As análises do Immunohistochemistry (n=54) das amostras tomadas na inclusão mostraram que a maioria de indivíduos já tiveram uma expressão abundante do chemokine CXCL12 e do seu receptor CXCR4 quais são sabidos para acumular no synovium de pacientes da artrite reumatóide. Igualmente mostraram que os indivíduos do RA-risco que desenvolveram a artrite eram mais prováveis mostrar um gp38 positivo que mancha e mais baixo que mancha do lipido.

Os clone de BCR prevêem o início iminente da artrite reumatóide em risco em pacientes.

Um outro estudo de coorte em 129 indivíduos do RA-risco validou os resultados recentes que o receptor dominante da B-pilha (BCR) clona no sangue periférico, pode exactamente prever o início iminente da artrite em indivíduos do RA-risco.

“Nossos dados apoiam um biomarker novo que demonstre a melhor potência com carácter de previsão comparada com outros biomarkers disponíveis avaliados até agora,” disseram a Senhora Anne Agrupamento, DM, centro da reumatologia de Amsterdão e da imunologia | Centro médico académico, os Países Baixos. “Nós pensamos que os clone periféricos de BCR podem ser usados para identificar os indivíduos do RA-risco que irã0 sobre desenvolver a artrite, que apoiará a avaliação de intervenções adiantadas para impedir o início da doença.”

Os resultados do estudo mostraram que o número de clone dominantes de BCR estêve aumentado significativamente nos indivíduos do RA-risco que desenvolveram a artrite dentro de três anos (p<0.0001). A interrupção óptima para o teste foi calculada uns clone em cinco ou mais dominantes de BCR e a aplicação deste teste à coorte do estudo conduziram a 45 indivíduos positivos e 84 de BCR de BCR do negativo. Sobre os 104 meses completos continue o período, simplesmente 13% de indivíduos negativos do BCR-clone desenvolveu o RA comparado a 76% dos indivíduos do positivo do BCR-clone. Isto conduziu a um risco relativo de 5,8 (CI 3.2-10.3 de 95%, p<0.0001).

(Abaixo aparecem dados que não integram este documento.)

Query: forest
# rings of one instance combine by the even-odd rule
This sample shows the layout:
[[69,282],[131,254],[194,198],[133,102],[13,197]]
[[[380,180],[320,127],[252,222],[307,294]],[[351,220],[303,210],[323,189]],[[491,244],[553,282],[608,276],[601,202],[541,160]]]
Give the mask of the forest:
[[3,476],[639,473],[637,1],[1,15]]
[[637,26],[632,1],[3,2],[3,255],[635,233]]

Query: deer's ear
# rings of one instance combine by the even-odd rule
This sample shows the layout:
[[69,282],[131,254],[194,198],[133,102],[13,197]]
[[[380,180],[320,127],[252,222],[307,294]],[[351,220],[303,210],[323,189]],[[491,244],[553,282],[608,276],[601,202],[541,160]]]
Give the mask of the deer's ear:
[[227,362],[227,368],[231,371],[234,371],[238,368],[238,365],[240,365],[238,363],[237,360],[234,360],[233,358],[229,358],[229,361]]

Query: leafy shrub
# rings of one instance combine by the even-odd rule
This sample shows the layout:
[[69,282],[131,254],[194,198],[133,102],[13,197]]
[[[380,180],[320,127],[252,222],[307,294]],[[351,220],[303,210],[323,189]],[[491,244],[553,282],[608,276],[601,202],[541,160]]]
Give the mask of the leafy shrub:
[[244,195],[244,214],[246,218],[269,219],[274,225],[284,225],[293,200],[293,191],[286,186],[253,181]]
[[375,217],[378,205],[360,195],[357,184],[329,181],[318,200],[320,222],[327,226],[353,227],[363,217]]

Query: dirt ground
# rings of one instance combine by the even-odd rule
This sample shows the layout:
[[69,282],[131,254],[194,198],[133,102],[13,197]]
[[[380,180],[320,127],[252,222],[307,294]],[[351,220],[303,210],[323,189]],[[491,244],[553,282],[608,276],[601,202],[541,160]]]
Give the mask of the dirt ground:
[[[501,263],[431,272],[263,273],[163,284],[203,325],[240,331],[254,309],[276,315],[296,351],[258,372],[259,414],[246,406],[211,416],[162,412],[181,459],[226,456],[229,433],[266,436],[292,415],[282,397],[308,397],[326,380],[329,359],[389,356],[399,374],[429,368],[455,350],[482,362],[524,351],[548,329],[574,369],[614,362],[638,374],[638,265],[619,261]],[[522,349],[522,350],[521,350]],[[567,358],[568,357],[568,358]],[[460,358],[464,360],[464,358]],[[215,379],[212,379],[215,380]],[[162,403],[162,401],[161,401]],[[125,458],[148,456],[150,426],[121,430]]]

Subdividindo os indivíduos mais, demonstrou-se que o número de clone dominantes de BCR correlacionou significativamente com o risco de desenvolver a artrite. Tendo uns clone 10 ou mais dominantes de BCR corresponderam com um valor com carácter de previsão positivo de 94% dentro de três anos. Dentro deste período nenhuns dos 84 indivíduos negativos de BCR desenvolveram a artrite, indicando que, com base em tais resultados da análise, estes indivíduos podem ser tranquilizados a respeito do risco iminente do RA.